[R-sig-eco] Bayesian Methods for Ecology: inits working with WinBUGS not working with R & R2WinBUGS
Guillaume Chapron
carnivorescience at gmail.com
Sun Dec 28 22:51:10 CET 2008
Dear all,
I'm trying to have a WinBUGS example from the book "Bayesian Methods
for Ecology" by Michael A. McCarthy running with R through R2WinBUGS.
I cannot have this working, as there seems to be an issue with inits.
The model is a population dynamic one from the book Chapter 9, in
particular Box 9.1 p.219. The WinBUGS code is as follows:
##################################
# BUGS model to be called from WinBUGS
##################################
model
{
for (j in 1:4) # for each population
{
for(i in 1:T[j]) # for each year
{
# env stoch in population growth rate, drawn from normal
ev[j, i] ~ dnorm(0, tau)
# per capita growth rate is dens dep - Ricker
Er[j, i] <- exp(alpha*(1 - N[j, i]/K[j]) + ev[j, i])
# lambda equal to number this year times per capita rate
lambda[j, i] <- N[j, i] * Er[j, i]
# number next year drawn from Poisson with mean lambda - demo. stoch.

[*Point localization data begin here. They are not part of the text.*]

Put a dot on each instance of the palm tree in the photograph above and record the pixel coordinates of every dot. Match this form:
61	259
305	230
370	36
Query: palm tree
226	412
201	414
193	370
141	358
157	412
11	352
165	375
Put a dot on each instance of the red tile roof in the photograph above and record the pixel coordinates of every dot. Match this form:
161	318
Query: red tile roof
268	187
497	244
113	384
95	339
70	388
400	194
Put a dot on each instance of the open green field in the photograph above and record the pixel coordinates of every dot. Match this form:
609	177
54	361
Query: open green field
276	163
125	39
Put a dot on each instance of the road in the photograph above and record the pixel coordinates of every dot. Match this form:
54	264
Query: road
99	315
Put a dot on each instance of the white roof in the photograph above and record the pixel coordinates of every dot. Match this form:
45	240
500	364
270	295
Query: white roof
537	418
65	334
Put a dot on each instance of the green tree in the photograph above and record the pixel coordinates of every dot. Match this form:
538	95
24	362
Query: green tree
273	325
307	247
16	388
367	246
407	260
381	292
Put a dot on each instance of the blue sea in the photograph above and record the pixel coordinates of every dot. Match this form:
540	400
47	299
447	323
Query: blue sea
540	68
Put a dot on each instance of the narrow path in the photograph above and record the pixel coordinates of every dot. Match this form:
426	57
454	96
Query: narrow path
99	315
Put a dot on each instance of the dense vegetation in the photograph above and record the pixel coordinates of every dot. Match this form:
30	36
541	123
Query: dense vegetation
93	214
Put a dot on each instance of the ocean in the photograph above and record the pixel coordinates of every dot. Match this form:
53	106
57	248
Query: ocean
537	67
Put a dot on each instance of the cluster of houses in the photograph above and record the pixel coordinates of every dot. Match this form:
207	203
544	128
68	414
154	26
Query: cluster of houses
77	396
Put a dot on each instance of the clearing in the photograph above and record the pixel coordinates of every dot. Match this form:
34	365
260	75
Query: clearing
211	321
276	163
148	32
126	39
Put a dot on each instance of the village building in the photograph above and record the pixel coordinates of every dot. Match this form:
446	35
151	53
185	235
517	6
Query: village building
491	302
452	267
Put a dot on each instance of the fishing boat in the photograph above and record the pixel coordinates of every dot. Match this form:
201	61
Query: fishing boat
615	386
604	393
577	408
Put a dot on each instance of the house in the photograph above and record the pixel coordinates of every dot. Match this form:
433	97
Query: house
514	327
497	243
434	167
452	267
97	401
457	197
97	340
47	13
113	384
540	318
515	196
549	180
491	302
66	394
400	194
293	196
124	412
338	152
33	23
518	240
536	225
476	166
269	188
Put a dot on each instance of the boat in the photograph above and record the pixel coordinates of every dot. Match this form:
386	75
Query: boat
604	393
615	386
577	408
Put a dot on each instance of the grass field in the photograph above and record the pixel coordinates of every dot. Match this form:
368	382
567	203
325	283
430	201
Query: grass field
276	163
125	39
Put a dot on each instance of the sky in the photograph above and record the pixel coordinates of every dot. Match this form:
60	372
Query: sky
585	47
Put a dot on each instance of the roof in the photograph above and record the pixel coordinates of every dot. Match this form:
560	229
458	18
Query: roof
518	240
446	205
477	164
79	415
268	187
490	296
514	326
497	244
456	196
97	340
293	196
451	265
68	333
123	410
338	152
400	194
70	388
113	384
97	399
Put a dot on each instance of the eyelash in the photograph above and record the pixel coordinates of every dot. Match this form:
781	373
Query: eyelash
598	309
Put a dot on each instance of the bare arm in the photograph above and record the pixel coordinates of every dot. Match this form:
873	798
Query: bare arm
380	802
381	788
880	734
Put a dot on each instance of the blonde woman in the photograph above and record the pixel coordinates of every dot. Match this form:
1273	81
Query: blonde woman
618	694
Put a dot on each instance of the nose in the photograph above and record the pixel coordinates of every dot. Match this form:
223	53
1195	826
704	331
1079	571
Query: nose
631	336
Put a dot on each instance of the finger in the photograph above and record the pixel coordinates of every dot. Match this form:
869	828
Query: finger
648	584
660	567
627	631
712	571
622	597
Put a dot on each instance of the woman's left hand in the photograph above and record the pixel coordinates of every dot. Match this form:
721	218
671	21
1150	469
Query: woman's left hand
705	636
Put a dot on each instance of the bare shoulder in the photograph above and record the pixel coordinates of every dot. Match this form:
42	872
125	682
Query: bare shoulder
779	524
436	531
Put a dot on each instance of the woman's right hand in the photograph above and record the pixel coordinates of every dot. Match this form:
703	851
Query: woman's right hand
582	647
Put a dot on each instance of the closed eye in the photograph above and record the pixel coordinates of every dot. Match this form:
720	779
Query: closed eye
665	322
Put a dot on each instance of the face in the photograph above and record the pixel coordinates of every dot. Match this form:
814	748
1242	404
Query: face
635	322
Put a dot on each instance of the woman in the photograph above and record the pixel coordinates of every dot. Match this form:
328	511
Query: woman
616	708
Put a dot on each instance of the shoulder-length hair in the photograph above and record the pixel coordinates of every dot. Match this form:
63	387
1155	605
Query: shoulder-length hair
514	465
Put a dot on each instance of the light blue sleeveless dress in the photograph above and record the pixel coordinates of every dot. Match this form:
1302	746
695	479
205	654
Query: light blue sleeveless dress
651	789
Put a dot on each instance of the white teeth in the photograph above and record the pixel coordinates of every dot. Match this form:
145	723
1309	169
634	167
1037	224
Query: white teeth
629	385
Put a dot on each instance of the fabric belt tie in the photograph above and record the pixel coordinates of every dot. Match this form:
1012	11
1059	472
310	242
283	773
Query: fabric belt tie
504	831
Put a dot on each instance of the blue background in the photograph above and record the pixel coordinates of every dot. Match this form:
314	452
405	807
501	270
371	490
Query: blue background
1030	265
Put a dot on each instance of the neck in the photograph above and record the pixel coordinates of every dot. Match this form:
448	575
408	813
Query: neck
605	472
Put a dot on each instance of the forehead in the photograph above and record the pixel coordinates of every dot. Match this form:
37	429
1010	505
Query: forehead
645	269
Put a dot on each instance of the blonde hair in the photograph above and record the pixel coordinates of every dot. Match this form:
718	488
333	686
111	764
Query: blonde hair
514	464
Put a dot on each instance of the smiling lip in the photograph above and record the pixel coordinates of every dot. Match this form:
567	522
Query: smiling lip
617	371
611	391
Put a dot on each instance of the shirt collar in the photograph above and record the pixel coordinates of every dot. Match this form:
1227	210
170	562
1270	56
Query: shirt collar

N[j, i+1] ~ dpois(lambda[j, i])
}
}
#PRIORS
# alpha is maximum exponential growth rate
alpha ~ dunif(0, 1.0986)
# K's are carrying capacities of the 4 sites
for (i in 1:4)
{
K[i] ~ dunif(1, 50)
}
# st. dev. in growth rate due to env. stoch.
sd ~ dunif(0, 0.5)
tau <- 1/sd/sd
}
list(alpha = 0.5, K=c(30,30, 30, 30), sd=0.1, ev = structure(.Data = c(
0.1,0.1,0.1,0.1,0.1,0.1,0.1,0.1,0.1,0.1,0.1,0.1,0.1,0.1,0.1,0.1,0.1,0.1,0.1,0.1,0.1
, NA,0.1,0.1,0.1,0.1,0.1,0.1,0.1,0.1,0.1,0.1, NA,
0.1,0.1,0.1,0.1,0.1,0.1,0.1,0.1,0.1,0.1, NA),
.Dim = c(4,11)))
list(N = structure(.Data = c(
32, 28, 29, 39, 20, 24, 22, 35, 20, 36, 34, 40,
25, 25, 24, 24, 28, 15, 30, 36, 27, 31, 20, NA,
7, 11, 8, 14, 11, 5, 12, 6, 10, 12, 19, NA,
12, 16, 8, 8, 16, 11, 10, 6, 4, 10, 12, NA),
.Dim = c(4, 12)), T = c(11, 10, 10, 10))
##################################
I have explicitly written the inits in this case, I have just rounded
the ones given by WinBUGS. All this works perfectly well.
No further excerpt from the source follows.